Interview with Courtney McCoy

Today I had the pleasure of getting back together with Courtney ‘Cord’ McCoy from my book, A Girl Named Cord. Courtney agreed to let me interview her, and the following is what we discussed.

Me: Hi Cord, it is nice to see you again.
Cord: Yes ma’am, it is good to be back.
Me: So, let’s talk about you. Your fans want to know more about you. So, where would you like to start?
Cord: I was born on the twelfth of May, in the year of 1833. My mother’s name was Betty and my pa’s name was Allen, though, I don’t know much about either of them. They died when I was only two years old.
Me: Oh, Cord! That’s terrible! I’m so sorry! Where did you live after they passed away?
Cord: I was sent to live with my mother’s only sister, teenager Alice Blankenship. You see, in the time I was born, women were not men’s equal. As children and teenagers, women lived on their father’s farms, where they did chores, cooked, cleaned, and looked after younger siblings. When women came of marrying age and found a suitable partner, they’d be wed and the new bride would move to her husband’s homestead. There, they would tend to the house, cook, clean, and have children. Mortality rates were not the best, so the more children, the better. Especially sons.
Me: How dreadful! It is so good that woman are no longer treated that way. But, if you don’t mind me asking, why were you an only child?
Cord: I do not know why I had no older siblings. I was born two days after my folk’s tenth wedding anniversary. At that time, most other couples would have already two or more children. *shrugs*
Me: So it was not a common thing for you, a young girl, to venture out into a man’s world and expect to find a place among them.

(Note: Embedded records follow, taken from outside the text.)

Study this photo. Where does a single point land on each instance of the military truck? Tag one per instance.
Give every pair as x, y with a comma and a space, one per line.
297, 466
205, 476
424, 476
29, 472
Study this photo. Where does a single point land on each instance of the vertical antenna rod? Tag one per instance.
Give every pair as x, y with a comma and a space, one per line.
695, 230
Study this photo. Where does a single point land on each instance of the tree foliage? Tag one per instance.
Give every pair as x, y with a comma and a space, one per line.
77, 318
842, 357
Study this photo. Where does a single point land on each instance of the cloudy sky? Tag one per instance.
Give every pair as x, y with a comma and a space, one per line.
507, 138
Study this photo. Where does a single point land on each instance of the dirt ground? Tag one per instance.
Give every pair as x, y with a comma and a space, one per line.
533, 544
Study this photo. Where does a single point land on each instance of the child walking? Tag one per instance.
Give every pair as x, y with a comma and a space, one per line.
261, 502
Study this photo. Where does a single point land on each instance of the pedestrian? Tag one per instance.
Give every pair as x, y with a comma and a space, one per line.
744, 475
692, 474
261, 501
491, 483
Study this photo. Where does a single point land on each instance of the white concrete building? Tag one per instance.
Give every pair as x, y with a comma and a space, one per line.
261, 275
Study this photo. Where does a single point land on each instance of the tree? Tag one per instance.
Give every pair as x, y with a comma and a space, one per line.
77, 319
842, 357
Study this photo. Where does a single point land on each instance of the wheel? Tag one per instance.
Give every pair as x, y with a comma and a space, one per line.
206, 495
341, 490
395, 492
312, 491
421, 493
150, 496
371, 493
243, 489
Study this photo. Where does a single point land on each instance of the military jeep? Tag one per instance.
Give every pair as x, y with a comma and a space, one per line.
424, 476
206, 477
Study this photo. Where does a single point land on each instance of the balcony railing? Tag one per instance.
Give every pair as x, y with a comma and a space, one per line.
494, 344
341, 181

I’m sure it was rarer still to actually be hired as a ranch hand.
Cord: Yes, it was nothing short of a miracle for me to get the job that I did. The only reason I did get it, was that my employer, Jake, saw me and remembered the sister that time had stolen from him. That’s why he took me in and gave me a place. If not for him, I’d have been sent back to the hotel to wait tables and wash linens.
Me: Did Jake’s other employees treat you differently?
Cord: No. They all became my friends.
Me: That is wonderful. I’d say you are a very lucky woman.
Cord: *nods* Yes, I am. I’ve had my share of hardships, but that is to be expected. Life on the range is not easy.
Me: Of course. Well, that’s all for today. Thanks Cord! We’ll have to get together and talk again really soon!
Cord: Yes, that sounds very nice indeed!